図１９は、定常サイクル２の続きを示す。すなわち、図１９において、バッファキュー・アレイ１０６のバッファキュー１０６ａの先頭のエントリがデータ出力論理回路１１２に送られ、バッファキュー・アレイ１０４のバッファキュー１０４ｂの先頭のエントリがバッファキュー・アレイ１０６のバッファキュー１０６ａに送られ、バッファキュー・アレイ１０２のバッファキュー１０２ａの先頭のエントリがバッファキュー・アレイ１０４のバッファキュー１０４ａに送られる。 FIG. 19 shows the continuation of steady cycle 2. That is, in FIG. 19, the head entry of the buffer queue 106 a of the buffer queue array 106 is sent to the data output logic circuit 112, and the head entry of the buffer queue 104 b of the buffer queue array 104 is the buffer of the buffer queue array 106. The first entry of the buffer queue 102 a of the buffer queue array 102 is sent to the buffer queue 104 a of the buffer queue array 104.

以上のように、特定の数のバッファキュー・アレイの段数と、バッファキューのサイズと、インデックス・キューのサイズ(要素数)における実施例を説明してきたが、上記制約条件に従う限り、適用するアプリケーションに従い、任意の数のバッファキュー・アレイの段数、バッファキューのサイズ及びインデックス・キューの数を使用することができる。 As described above, the embodiments of the specific number of buffer queue arrays, the buffer queue size, and the index queue size (number of elements) have been described.
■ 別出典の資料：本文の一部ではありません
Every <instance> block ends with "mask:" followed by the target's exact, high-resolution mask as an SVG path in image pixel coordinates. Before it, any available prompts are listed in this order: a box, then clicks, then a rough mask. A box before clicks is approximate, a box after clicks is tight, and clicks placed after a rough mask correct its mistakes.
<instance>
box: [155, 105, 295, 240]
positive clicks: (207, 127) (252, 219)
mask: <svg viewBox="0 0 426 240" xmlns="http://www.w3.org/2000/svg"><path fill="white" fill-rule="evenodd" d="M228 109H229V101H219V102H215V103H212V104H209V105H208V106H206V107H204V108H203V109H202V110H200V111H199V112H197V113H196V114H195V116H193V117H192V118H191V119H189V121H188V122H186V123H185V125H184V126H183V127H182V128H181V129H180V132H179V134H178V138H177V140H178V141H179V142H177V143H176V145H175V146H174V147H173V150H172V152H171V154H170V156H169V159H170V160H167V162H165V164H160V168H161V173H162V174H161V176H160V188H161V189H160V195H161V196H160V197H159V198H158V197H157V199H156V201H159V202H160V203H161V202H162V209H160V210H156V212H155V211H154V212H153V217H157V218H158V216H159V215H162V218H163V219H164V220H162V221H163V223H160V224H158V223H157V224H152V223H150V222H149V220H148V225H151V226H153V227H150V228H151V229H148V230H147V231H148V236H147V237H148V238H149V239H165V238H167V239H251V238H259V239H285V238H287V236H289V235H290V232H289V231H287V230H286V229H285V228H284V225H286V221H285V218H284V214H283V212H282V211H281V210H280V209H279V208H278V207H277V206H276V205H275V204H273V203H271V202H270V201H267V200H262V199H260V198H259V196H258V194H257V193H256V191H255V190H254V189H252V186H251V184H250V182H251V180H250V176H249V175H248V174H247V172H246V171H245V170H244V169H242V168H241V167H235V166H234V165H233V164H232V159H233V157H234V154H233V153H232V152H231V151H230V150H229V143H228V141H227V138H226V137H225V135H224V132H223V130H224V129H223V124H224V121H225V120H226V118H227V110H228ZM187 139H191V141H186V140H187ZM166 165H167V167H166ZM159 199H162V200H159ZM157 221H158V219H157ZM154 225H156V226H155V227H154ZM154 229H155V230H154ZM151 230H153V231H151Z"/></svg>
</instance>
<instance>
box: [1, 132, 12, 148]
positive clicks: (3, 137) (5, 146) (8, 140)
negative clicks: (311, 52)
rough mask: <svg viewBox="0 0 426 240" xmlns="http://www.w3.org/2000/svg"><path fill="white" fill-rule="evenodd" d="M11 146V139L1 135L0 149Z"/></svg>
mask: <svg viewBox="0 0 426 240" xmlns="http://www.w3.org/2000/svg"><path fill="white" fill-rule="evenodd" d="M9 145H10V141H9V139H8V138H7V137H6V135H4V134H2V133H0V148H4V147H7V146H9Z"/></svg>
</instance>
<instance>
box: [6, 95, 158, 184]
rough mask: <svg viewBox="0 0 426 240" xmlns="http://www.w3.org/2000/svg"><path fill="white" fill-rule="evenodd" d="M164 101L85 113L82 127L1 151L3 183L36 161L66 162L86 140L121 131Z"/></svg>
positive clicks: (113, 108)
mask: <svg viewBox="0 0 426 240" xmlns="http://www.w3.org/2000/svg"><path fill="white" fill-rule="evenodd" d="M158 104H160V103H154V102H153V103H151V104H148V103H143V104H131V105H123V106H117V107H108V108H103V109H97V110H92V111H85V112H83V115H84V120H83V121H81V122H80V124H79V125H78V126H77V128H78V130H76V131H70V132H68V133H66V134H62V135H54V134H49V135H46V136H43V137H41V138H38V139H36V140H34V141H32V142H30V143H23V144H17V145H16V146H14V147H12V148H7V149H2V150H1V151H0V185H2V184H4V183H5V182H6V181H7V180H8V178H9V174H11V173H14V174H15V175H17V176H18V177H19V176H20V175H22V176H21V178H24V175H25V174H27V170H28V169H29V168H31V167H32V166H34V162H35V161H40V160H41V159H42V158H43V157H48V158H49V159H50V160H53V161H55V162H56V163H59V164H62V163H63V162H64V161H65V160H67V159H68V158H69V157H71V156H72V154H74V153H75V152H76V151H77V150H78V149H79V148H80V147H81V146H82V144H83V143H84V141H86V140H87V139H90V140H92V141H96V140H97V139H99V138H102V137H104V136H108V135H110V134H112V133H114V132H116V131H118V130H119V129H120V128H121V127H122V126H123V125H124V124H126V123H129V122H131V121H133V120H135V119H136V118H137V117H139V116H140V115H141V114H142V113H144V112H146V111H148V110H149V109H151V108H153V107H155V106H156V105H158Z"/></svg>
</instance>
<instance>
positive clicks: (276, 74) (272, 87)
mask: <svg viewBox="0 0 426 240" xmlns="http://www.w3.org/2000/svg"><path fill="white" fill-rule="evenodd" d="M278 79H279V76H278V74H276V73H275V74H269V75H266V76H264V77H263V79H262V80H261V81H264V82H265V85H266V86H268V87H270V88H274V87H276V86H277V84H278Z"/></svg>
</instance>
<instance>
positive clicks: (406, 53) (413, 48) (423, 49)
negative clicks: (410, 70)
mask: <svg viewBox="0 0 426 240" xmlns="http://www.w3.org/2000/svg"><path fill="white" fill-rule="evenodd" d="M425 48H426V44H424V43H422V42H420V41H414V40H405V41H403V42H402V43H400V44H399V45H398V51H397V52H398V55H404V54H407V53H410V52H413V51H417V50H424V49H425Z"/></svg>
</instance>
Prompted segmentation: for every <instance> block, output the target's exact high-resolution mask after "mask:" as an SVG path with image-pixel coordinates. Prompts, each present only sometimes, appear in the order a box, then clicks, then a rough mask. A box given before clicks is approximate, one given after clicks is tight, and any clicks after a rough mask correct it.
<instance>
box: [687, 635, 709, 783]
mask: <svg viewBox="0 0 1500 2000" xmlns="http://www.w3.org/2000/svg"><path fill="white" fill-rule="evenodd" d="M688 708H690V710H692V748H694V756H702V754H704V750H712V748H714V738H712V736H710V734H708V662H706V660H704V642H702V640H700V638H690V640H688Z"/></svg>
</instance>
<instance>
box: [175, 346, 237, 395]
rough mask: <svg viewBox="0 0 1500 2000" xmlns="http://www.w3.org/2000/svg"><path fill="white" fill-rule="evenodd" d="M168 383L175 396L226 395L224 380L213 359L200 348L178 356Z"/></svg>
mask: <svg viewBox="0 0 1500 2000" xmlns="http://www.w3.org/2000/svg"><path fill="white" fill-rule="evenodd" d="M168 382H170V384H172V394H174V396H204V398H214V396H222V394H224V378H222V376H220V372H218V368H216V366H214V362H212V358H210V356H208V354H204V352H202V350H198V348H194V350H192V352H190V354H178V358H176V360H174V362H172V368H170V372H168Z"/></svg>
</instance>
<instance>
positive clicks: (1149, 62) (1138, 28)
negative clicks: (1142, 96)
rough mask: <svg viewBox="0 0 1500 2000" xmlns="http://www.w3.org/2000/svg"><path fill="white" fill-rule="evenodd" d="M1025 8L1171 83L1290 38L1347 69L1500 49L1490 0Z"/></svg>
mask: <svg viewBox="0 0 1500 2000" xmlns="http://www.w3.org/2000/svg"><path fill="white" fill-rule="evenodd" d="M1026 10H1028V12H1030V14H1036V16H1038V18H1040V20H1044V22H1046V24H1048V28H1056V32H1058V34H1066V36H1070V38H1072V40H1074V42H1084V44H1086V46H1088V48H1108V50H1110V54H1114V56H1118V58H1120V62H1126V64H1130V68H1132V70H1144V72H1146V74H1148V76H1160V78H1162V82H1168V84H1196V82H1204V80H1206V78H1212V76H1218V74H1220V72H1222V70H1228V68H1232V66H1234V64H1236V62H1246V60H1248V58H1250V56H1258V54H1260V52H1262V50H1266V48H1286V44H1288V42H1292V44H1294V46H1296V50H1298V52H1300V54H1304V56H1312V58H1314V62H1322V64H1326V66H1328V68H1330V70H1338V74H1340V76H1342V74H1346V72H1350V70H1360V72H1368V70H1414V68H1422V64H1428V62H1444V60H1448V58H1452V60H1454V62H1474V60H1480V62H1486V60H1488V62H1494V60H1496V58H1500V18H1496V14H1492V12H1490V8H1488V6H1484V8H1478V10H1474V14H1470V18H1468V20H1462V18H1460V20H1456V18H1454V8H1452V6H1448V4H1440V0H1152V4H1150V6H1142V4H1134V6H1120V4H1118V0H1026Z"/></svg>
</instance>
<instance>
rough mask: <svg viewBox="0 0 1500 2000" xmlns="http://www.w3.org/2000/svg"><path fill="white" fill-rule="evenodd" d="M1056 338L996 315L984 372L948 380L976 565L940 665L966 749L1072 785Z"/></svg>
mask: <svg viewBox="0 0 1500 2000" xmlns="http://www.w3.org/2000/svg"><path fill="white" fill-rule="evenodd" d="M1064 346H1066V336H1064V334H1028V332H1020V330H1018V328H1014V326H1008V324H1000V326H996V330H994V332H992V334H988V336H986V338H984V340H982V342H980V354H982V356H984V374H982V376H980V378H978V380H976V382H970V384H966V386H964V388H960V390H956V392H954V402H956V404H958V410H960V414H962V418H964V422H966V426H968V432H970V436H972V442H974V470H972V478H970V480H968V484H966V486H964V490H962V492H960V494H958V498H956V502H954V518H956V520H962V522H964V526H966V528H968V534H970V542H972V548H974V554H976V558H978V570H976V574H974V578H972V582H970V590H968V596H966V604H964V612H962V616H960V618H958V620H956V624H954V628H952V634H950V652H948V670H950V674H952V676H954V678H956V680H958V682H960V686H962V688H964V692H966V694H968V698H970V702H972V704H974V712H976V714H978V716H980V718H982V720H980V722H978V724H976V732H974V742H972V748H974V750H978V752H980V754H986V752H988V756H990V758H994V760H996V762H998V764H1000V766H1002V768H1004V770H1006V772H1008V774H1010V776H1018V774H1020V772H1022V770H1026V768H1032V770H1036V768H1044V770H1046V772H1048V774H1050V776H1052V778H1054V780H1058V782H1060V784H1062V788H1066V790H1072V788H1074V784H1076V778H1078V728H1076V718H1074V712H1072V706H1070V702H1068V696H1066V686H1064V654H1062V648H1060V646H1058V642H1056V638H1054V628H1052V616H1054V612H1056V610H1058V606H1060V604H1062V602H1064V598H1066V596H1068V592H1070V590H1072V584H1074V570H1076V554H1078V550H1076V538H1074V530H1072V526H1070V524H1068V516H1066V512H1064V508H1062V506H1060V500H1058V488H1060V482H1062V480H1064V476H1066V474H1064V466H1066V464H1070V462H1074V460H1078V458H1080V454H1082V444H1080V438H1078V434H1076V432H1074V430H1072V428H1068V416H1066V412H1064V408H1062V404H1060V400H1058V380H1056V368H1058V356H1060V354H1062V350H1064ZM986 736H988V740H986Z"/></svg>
Any number of buffer queue array stages, buffer queue sizes, and index queue numbers can be used.

また、この発明の構成の好適な実装は、FPGA(Field Programmable Gate Array)またはCPLD(Complex Programmable Logic Device)などの書き換え可能な論理素子を用いたハードウェアによる実装であるが、通常のフォトリソグラフ技術によりシリコン・ウェーハ上に作りこんだ論理回路でもよいし、ソフトウェアにより実装してもよい。ソフトウェアによる実装の場合は、一般的にハードウェアによる実装よりは動作速度は低下するが、それでも、本発明の機能をコード化した場合、機能の簡易化によるコード記述の合理化を計ることができる。 Further, the preferred implementation of the configuration of the present invention is hardware implementation using a rewritable logic element such as FPGA (Field Programmable Gate Array) or CPLD (Complex Programmable Logic Device). The logic circuit built on the silicon wafer may be used, or may be implemented by software. In the case of software implementation, the operation speed is generally lower than that of hardware implementation. However, when the functions of the present invention are coded, the code description can be rationalized by simplifying the functions.

１０２、１０４、１０６・・・バッファキュー・アレイ
１１４、１１８、１２２・・・コンパレータ
１１６、１２０、１２４・・・スケジューラ
１１６ａ、１２０ａ、１２４ａ・・・インデックス・キュー 102, 104, 106 ... Buffer queue array 114, 118, 122 ... Comparator 116, 120, 124 ... Scheduler 116a, 120a, 124a ... Index queue

Claims

A device that has multiple stages of buffer queues and processes data by propagating to the upper stage while decreasing by 1 / N (N is an integer of 2 or more) from the lower stage,
A single comparator located between adjacent stage buffer queues that compares entries in a pair of buffer queues and increments the upper stage buffer based on the comparison results;
Each comparator receives the specification of the position of the entry of the buffer queue pair to be compared from the upper stage, and performs the specification to the lower stage.
apparatus.

The apparatus of claim 1, further comprising a multi-stage index queue that receives and stores designations of buffer queue pair entries to be compared by each comparator from the upper stage.

In response to the fact that neither of the pair of entries is empty and the lower-level index queue is not full, the comparator is operated to send the contents of one of the pair of entries to the upper level, And a means for sending a request for the index of the one entry to the lower stage,
The apparatus of claim 2, further comprising means for popping the first element of the stage index queue.

The apparatus of claim 1, further comprising means for sending a request for an index of an empty entry to a lower stage in response to either of the paired entries being empty.

The apparatus according to claim 2, wherein a size of the buffer queue is equal to a size of the index queue immediately below the buffer queue.

The buffer queue size is set to L + 1 or more so that the buffer queue never becomes empty when the latency of receiving a request from an upper stage is L in terms of the number of cycles. Equipment.

The apparatus of claim 1, wherein N is 2 or 4.

The apparatus of claim 1, wherein the apparatus is a sorter.

The apparatus of claim 1, wherein the apparatus is implemented by hardware.

The apparatus of claim 9, wherein the apparatus is implemented by an FPGA.